The UK has overtaken France to become Europe’s largest stock exchange.

Recent figures show that French stocks are now valued at $3.13 trillion (£2.47 trillion), while the UK’s stock market has surged ahead with a combined worth of $3.18 trillion (£2.51 trillion), according to Bloomberg data.

Thanks to the chaos triggered by Emmanuel Macron’s unexpected election call, which sent French markets into a nosedive, the Cac 40 index in Paris suffering its worst week since 2002. The announcement of a surprise parliamentary election erased all the year’s gains, just weeks after the index had reached record highs.

Shares in major French banks such as BNP Paribas and Credit Agricole tumbled by over 10 percent.

These banks hold significant amounts of French government bonds, which now face a massive sell-off amid the political turmoil.

The election upheaval also sent French government borrowing costs soaring, with interest rates on 10-year debt reaching levels not seen in two decades, comparable to those of financially troubled Portugal.

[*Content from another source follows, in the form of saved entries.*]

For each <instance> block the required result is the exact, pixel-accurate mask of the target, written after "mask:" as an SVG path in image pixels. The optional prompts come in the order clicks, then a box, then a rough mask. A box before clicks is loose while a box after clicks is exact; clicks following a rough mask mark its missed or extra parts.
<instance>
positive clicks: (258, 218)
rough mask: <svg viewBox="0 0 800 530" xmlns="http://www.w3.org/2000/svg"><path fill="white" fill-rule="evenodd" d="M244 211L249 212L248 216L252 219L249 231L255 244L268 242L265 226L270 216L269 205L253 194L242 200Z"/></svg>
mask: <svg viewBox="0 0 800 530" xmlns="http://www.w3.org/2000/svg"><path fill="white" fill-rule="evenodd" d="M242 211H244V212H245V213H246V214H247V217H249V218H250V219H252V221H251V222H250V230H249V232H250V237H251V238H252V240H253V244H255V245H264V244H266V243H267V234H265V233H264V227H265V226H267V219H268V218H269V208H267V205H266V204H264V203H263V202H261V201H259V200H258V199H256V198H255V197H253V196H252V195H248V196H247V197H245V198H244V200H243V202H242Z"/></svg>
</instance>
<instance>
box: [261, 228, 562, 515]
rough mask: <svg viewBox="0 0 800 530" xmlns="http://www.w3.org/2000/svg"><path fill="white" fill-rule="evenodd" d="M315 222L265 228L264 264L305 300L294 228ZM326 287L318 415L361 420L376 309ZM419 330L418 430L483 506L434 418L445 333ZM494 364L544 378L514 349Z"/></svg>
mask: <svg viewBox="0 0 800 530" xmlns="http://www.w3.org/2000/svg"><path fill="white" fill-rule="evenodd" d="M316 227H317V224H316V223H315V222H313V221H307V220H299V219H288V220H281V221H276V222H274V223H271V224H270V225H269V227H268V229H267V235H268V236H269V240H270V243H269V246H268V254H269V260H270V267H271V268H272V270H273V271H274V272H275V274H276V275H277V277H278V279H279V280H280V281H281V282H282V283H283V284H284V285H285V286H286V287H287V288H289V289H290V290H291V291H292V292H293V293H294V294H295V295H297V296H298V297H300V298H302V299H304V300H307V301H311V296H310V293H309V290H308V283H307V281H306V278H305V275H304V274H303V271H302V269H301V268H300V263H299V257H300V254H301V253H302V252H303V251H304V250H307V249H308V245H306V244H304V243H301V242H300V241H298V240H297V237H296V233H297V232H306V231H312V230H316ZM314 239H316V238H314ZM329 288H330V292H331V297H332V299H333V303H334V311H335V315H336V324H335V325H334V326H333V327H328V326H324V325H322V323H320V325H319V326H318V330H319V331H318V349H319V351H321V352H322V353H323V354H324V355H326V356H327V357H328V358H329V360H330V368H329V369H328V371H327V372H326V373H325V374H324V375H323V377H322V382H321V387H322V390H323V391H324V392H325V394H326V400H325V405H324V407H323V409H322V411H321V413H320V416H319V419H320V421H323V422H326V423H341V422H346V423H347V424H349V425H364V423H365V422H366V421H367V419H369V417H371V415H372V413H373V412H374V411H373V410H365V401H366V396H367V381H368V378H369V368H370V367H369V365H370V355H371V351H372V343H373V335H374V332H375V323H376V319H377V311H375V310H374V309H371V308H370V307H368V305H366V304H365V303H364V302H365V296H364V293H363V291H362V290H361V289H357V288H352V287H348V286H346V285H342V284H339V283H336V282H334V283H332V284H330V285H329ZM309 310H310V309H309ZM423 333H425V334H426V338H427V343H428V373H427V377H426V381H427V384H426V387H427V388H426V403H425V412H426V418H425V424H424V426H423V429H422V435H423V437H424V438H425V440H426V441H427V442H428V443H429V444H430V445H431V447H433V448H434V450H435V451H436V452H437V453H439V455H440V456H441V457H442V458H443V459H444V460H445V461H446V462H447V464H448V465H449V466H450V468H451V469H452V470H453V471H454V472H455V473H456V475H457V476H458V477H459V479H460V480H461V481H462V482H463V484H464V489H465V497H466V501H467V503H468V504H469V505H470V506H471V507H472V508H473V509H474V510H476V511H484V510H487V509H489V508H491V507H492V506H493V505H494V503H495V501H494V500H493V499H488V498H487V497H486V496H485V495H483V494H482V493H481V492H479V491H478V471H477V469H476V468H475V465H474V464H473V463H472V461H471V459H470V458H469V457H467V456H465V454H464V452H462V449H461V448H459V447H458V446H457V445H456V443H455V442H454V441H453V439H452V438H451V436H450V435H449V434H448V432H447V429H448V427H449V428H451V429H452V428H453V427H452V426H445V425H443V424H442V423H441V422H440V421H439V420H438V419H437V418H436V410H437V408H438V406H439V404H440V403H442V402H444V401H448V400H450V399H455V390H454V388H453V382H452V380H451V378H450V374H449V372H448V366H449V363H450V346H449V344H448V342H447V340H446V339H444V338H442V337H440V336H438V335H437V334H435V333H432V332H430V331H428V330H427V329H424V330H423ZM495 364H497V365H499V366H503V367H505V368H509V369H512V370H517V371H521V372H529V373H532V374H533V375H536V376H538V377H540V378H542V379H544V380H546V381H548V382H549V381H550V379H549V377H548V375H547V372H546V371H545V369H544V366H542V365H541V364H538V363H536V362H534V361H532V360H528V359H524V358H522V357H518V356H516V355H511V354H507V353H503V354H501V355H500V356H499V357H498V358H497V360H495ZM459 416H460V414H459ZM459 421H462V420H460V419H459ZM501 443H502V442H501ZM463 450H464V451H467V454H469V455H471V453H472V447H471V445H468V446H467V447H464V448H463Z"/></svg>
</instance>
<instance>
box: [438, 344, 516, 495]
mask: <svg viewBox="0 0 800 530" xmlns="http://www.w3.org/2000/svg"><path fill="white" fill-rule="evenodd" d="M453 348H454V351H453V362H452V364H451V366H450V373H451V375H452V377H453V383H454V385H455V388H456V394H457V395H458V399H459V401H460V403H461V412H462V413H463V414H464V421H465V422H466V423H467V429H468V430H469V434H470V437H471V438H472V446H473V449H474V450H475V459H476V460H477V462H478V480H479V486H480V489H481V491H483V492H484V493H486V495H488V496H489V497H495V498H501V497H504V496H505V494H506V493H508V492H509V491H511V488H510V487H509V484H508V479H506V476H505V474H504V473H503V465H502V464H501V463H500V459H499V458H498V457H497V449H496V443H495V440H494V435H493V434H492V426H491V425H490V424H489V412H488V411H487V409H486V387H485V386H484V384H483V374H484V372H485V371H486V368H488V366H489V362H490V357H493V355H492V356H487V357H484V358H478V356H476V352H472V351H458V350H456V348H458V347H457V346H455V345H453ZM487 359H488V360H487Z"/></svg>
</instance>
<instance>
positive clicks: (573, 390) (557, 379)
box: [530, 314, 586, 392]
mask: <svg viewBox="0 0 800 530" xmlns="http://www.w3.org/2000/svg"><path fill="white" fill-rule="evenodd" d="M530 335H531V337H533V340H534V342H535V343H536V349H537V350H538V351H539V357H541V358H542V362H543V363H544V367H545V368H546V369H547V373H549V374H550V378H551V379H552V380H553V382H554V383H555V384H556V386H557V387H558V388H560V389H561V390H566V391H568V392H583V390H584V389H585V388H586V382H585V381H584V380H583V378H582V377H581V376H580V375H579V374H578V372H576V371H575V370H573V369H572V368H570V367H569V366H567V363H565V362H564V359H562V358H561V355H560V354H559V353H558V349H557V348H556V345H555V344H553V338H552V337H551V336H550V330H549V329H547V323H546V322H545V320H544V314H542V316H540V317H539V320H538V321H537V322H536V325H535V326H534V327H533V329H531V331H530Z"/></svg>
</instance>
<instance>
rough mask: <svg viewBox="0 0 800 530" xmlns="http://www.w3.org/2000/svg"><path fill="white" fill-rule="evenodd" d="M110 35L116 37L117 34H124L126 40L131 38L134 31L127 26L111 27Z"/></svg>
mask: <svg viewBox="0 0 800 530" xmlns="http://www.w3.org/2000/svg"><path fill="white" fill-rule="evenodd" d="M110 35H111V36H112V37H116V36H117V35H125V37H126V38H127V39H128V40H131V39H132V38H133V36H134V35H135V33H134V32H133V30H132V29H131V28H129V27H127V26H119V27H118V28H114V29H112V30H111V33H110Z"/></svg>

Meanwhile, here in the UK, the FTSE 100 is enjoying a surge of confidence, reaching record highs this year as investors are drawn to what they view as undervalued assets.

The UK’s stock market has also been boosted by new listings, further accelerating Britain’s financial momentum.

While France struggles with its political crisis, the UK basks in its newfound financial supremacy, illustrating the shifting dynamics of economic power in Europe.